Lalu Yesus duduk dan memanggil kedua belas murid itu. Kata-Nya kepada mereka: “Jika seseorang ingin menjadi yang terdahulu, hendaklah ia menjadi yang terakhir dari semuanya dan pelayan dari semuanya” (Markus 9:35)
Seperti apakah dunia ini memandang seorang pemimpin? Seorang yang berpendidikan tinggi, memiliki harta dan kedudukan yang tinggi, disegani banyak orang. Penilaian semacam itulah yang menyebabkan begitu banyak orang yang ingin berada di posisi sebagai pemimpin. Bahkan sangat menyedihkan ketika terjadi saling sikut hanya karena suatu posisi yang ingin dicapai. Orang merasa bangga dan merasa dirinya hebat ketika dia berada di puncak sebagai orang yang memimpin orang lain. Semua seakan ditaklukkan olehnya.

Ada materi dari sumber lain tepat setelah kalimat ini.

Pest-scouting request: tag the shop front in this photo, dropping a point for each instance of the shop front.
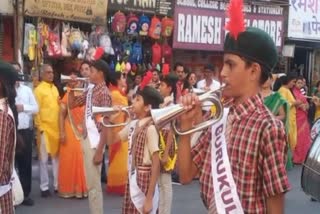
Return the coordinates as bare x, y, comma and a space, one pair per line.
141, 35
6, 30
58, 32
199, 29
134, 35
304, 37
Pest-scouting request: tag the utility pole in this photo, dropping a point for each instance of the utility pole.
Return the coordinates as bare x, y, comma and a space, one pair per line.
18, 30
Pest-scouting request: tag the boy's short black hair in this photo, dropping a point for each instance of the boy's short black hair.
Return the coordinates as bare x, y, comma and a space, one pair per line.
151, 96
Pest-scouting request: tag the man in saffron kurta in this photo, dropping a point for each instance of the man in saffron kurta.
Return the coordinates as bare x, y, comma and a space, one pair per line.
46, 121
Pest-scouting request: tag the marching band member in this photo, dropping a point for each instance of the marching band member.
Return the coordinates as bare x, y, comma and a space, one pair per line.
46, 121
118, 152
8, 116
168, 146
94, 135
241, 158
142, 195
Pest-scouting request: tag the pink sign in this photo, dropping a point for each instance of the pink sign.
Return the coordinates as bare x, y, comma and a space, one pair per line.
200, 26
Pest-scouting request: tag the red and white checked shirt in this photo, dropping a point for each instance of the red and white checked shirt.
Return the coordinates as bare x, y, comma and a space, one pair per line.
100, 97
257, 153
7, 146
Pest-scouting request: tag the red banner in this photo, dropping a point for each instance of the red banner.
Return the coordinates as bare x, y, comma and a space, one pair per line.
201, 26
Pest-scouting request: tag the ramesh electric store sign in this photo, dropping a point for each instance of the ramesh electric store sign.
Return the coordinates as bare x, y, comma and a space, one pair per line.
199, 24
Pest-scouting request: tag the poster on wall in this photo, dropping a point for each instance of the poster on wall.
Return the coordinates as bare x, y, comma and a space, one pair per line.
6, 7
199, 25
158, 7
89, 11
304, 19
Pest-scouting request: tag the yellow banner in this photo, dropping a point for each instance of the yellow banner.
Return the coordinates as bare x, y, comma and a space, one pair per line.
90, 11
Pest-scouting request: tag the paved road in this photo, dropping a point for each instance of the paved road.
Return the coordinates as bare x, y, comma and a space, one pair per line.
186, 200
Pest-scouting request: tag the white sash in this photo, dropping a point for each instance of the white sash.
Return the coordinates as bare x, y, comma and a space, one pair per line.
92, 130
137, 196
225, 189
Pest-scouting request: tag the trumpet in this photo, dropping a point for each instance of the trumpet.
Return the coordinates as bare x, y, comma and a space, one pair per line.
105, 111
169, 114
68, 78
75, 89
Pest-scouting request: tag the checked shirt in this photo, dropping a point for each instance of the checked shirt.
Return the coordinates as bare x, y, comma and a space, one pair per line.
257, 152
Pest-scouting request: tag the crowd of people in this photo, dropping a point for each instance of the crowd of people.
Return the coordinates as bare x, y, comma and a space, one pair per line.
240, 160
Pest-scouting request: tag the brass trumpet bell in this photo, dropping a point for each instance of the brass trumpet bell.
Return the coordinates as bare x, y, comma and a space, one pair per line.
169, 114
105, 111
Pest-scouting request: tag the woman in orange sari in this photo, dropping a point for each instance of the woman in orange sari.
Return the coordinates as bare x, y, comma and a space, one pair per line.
118, 152
71, 177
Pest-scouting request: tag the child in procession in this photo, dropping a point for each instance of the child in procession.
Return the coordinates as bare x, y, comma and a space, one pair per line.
141, 194
168, 146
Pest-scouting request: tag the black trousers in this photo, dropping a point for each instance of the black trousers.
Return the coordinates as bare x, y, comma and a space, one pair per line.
24, 160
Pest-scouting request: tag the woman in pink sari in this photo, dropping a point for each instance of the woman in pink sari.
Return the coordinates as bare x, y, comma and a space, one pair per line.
303, 128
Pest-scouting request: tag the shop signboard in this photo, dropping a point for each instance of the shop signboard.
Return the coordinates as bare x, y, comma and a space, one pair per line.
304, 19
89, 11
158, 7
6, 7
199, 25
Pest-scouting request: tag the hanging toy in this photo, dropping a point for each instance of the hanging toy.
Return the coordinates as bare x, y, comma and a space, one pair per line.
123, 66
118, 67
165, 69
54, 47
75, 39
146, 80
112, 66
98, 53
105, 42
90, 54
84, 49
32, 44
128, 67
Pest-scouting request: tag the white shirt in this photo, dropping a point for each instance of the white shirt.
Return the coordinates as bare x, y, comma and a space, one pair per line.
30, 106
215, 85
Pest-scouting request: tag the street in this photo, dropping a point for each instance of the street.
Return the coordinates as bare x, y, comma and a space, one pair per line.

Bagaimana dengan konsep seorang pemimpin menurut Yesus? Untuk menjadi yang terbesar haruslah menjadi orang yang melayani. Orang yang mau melayani, memiliki hati hamba, dialah yang terbesar, dialah pemimpin. Apa yang Yesus ajarkan kepada kita sungguh berbeda dengan yang dunia ajarkan. Di dalam Markus 9:33-37 Yesus memberi nasihat kepada para murid-Nya, jika ingin menjadi yang terbesar atau ingin menjadi pemimpin, maka sikap hati yang mau melayani satu dengan yang lain harus dikembangkan. Seorang pemimpin harus mau melayani orang yang dipimpinnya. Contoh nyata diberikan Yesus sebagai gambaran pemimpin yang berhati hamba yaitu dengan membasuh kaki murid-murid-Nya. Inilah yang Yesus maksudkan, seorang pemimpin bukanlah orang yang sekedar memberi perintah tetapi orang yang terlibat dalam pelaksanaan perintah yang ia buat, bahkan dia harus menjadi teladan. Dengan demikian kepemimpinannya bukan saja berkenan kepada manusia tetapi berkenan juga kepada Tuhan.

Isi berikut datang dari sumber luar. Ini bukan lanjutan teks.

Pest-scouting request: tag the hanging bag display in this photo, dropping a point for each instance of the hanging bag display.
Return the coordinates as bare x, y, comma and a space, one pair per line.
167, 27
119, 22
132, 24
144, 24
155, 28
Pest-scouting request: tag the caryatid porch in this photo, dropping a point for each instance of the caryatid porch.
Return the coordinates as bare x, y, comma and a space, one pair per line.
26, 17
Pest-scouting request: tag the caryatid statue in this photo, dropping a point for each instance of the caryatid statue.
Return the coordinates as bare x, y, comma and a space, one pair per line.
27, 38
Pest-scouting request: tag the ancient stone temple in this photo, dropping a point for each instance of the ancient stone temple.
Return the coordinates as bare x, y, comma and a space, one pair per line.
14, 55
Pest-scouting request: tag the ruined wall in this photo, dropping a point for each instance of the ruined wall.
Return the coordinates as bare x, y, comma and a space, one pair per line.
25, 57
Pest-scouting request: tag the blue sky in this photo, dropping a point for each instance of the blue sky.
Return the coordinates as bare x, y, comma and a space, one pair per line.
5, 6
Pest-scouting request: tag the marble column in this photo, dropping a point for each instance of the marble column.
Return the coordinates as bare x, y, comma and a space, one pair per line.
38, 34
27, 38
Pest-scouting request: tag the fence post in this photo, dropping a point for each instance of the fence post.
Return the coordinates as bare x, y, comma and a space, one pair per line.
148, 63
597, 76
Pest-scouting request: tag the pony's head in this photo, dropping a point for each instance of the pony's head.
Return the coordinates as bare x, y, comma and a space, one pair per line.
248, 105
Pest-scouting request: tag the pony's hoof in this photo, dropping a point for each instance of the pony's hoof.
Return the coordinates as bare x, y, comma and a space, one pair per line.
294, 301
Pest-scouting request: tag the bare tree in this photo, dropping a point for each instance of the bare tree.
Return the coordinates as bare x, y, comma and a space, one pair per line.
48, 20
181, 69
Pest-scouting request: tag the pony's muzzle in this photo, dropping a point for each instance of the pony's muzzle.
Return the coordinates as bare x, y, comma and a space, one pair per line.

Siapapun kita, entahkah kita seorang direktur, manager, karyawan, sales, suami, istri, atau seorang anak, konsep ini berlaku bagi semua orang. Bukankah kita semua adalah pemimpin di bidang atau di komunitas kita masing-masing? Karena itu, mari belajar bersama-sama untuk mengembangkan sikap yang benar diawali dari mengubah pandangan kita mengenai seorang pemimpin. Selamat berubah dan berbuah! (YP-04)
Doa: Ya Bapa, kami mau belajar untuk menjadi teladan dalam kepemimpinan kami. Ketika hidup kami berubah maka orang-orang yang kami pimpin pun akan diubahkan. Amin.